Qwen 2.5-VL 7B in Q4_K_M quantization requires approximately 9GB VRAM. It will run on any NVIDIA GPU with 10GB+ VRAM: RTX 3080 (10GB), RTX 4070, RTX 4080, RTX 4090. It will not fit on an RTX 3080 (8GB version) or RTX 3070. CPU-only inference is possible but extremely slow (~3-5 minutes per document), which is not practical for production use.

How does Qwen 2.5-VL 7B compare to commercial IDP platforms?

We do not have benchmark data comparing to commercial IDP platforms (ABBYY, Hyperscience, AWS Textract, Google Document AI) because we do not have access to comparable test sets across those platforms. In our customer deployments, we observe accuracy competitive with commercial platforms on standard invoice extraction, with the advantage of zero cloud data transmission and no per-document pricing.

Is Qwen 2.5-VL 7B fine-tuned for document extraction?

No. DataUnchain uses the base Qwen 2.5-VL 7B model without fine-tuning. Performance improvements come from prompt engineering, extraction schema design, and post-processing validation — not from model fine-tuning. This means customers benefit from any general improvements to Qwen 2.5-VL when they upgrade model versions, without needing to re-run fine-tuning pipelines.

What happens when the model returns invalid JSON?

DataUnchain's post-processing layer applies JSON repair heuristics (fixing trailing commas, missing brackets, escaped quotes) that successfully recover approximately 60% of malformed JSON outputs. The remaining 40% of parse failures result in the document being routed to NEEDS_REVIEW status with a "parse failure" error flag, where a human reviewer enters the data manually from the original document.

Will these results hold for my specific document types?

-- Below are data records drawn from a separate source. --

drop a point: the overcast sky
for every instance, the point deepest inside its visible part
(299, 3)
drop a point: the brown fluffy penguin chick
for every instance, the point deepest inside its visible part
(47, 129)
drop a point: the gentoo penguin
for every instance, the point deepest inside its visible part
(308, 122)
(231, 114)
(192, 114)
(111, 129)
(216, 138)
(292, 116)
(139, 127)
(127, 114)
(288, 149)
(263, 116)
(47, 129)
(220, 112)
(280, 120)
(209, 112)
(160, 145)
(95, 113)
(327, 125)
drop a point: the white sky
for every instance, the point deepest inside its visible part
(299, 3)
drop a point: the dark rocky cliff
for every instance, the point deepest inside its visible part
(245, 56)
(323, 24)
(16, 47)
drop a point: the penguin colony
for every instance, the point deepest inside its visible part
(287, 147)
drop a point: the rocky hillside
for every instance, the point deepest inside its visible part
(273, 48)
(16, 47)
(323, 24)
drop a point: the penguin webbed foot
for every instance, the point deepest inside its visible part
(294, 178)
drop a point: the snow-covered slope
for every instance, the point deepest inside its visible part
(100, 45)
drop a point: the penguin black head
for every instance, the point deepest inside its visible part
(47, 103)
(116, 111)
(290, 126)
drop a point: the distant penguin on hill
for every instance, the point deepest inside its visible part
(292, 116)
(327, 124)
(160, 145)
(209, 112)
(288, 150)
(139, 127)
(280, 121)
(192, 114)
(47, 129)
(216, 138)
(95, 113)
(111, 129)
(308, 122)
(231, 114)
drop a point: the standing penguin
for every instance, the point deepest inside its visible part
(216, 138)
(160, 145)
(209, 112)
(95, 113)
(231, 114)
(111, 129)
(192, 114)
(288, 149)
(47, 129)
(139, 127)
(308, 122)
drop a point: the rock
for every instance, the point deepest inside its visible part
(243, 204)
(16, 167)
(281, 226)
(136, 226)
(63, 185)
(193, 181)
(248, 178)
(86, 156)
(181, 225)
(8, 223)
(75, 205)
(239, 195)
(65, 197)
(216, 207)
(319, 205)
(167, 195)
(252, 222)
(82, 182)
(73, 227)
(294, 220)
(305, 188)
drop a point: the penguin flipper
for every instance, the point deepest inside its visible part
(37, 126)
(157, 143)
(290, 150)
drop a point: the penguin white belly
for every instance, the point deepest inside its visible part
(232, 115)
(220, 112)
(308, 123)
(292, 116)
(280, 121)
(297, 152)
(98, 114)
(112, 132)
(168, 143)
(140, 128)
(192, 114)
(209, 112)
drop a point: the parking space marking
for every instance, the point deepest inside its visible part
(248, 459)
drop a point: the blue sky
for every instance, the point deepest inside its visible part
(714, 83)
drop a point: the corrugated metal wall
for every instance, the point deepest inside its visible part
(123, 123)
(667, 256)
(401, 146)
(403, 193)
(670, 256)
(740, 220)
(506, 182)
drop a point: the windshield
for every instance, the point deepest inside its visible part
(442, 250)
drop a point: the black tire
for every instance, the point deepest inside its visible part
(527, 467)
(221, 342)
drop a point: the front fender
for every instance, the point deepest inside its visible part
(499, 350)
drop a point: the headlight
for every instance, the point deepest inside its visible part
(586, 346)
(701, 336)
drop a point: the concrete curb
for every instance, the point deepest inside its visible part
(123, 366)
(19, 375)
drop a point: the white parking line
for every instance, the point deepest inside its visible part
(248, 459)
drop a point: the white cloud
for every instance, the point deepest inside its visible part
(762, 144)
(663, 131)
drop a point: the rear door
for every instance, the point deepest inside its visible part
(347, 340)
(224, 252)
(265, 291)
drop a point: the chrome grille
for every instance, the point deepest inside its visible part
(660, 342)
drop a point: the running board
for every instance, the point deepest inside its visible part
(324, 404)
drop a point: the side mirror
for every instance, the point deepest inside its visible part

Not necessarily. This benchmark covers Italian and European business documents across 5 specific categories. If your documents are in different languages, follow different layouts (e.g., US invoices with different field conventions), or fall into different categories (medical records, legal pleadings, engineering specifications), you should benchmark on your own document samples before drawing conclusions. We offer a no-commitment evaluation where we process 50 sample documents from your real document set.